Эрнест рассказывал, как, получив доступ в привилегированные круги, он впервые столкнулся с представителями господствующего класса, с людьми, занимающими видное общественное положение. Но тут для него началась пора разочарований, — и об этой поре он говорил в выражениях, весьма нелестных для аудитории. Он возмущался ничтожеством человека, жизнью, лишенной красоты и смысла. Его ужасал эгоизм этих людей, удивляло полное отсутствие у них духовных интересов. После встреч с революционерами он не мог надивиться тупости и ограниченности представителей правящих классов. Сколько бы они ни возводили пышных церквей и какие бы оклады ни платили своим проповедникам, — все они, как мужчины, так и женщины, были грубыми материалистами. Хоть у них имелись про запас их грошовые идеалы и ханжеские сентенции, главным стимулом их поведения был грубый расчет. Заветы любви были им чужды — в том числе и те, которые преподал нам Христос и которые были теперь окончательно забыты.
— Я знал людей, — рассказывал Эрнест, — которые на словах ратовали за мир, а на деле раздавали оружие пинкертонам[57] и посылали их убивать бастующих рабочих; людей, которые с пеной у рта кричали о варварстве бокса, а сами были повинны в фальсификации продуктов, отчего ежегодно умирает младенцев больше, чем их было на совести кровавого Ирода.

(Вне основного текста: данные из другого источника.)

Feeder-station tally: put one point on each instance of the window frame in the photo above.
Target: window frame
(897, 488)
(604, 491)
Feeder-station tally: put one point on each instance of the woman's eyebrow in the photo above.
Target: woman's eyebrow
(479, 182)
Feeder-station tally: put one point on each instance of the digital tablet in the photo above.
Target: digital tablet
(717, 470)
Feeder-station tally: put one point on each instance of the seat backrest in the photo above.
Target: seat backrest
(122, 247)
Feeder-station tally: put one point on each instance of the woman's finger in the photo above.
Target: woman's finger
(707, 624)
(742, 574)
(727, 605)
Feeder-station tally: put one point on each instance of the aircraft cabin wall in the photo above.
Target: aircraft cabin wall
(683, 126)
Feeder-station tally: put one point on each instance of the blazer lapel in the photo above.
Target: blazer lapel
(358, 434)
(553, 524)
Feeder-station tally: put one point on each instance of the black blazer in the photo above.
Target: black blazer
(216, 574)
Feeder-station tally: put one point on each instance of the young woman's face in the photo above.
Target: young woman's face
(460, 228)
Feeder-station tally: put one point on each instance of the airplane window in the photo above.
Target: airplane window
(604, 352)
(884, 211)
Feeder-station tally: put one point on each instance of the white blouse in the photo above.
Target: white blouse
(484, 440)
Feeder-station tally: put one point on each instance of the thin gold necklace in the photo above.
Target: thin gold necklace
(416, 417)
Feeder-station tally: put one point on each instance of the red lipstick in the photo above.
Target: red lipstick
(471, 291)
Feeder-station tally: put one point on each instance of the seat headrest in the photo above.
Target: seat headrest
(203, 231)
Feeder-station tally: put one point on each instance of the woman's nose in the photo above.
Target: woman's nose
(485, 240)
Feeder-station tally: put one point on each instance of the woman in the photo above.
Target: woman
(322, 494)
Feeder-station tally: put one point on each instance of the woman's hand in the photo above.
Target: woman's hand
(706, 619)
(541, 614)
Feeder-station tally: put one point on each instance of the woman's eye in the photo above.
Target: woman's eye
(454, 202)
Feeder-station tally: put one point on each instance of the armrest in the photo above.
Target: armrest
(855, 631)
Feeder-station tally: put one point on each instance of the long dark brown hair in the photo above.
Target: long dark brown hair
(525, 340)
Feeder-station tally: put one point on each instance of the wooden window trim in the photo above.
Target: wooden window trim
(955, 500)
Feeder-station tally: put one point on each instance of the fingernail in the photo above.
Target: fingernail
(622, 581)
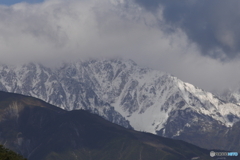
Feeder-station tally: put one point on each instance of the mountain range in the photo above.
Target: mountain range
(40, 131)
(126, 94)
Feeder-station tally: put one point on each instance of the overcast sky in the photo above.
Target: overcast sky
(197, 41)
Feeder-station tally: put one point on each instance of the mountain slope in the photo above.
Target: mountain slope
(123, 93)
(40, 131)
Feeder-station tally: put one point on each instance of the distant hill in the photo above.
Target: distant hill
(40, 131)
(131, 96)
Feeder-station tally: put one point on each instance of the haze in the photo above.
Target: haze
(197, 41)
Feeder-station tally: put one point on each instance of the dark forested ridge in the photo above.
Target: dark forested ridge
(6, 154)
(40, 131)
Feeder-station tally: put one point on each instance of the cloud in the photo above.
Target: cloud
(60, 30)
(212, 25)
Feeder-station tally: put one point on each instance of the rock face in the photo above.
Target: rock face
(40, 131)
(120, 91)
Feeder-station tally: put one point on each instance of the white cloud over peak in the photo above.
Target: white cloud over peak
(58, 30)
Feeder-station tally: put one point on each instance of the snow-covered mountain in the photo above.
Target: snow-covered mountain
(125, 93)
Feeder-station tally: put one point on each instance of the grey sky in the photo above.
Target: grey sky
(199, 45)
(212, 24)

Вот утонченный джентльмен с аристократической внешностью, он зовется директором фирмы, на деле же он пешка, орудие фирмы в ограблении вдов и сирот. А этот видный покровитель искусств, коллекционер редких изданий, радеющий о литературе, — им вертит скуластый, звероподобный шантажист, босс муниципальной машины. Вот издатель, рекламирующий в своей газете патентованные средства,[58] — когда я предложил ему статью, разоблачающую эти знахарские снадобья, он назвал меня подлым демагогом. Этот коммерсант, благочестиво рассуждающий о бескорыстии и всеблагом провидении, только что бессовестно обманул своих компаньонов. Вот видный столп церкви, щедрой рукой поддерживающий миссионеров, — он принуждает своих работниц трудиться по десяти часов в день, платя им гроши, и таким образом толкает их на проституцию. Вот филантроп, на чьи пожертвования основаны новые кафедры в университете и воздвигнуты пышные храмы, — он дает ложные показания на суде, чтобы выгадать возможно больше долларов и центов. Вот железнодорожный магнат, нарушающий слово джентльмена, гражданина и христианина тем, что он тайно входит со своими клиентами в соглашения о льготных тарифах и делает это часто. Вот почтенный сенатор, послушное орудие, раб, безответная марионетка грубого, невежественного босса и его политической машины,[59] равно как и присутствующий здесь губернатор и член верховного суда, — всем троим открыт бесплатный проезд по железной дороге. А вон тому холеному господину принадлежат и босс, и его политическая машина, и железные дороги, отпускающие бесплатные проездные билеты.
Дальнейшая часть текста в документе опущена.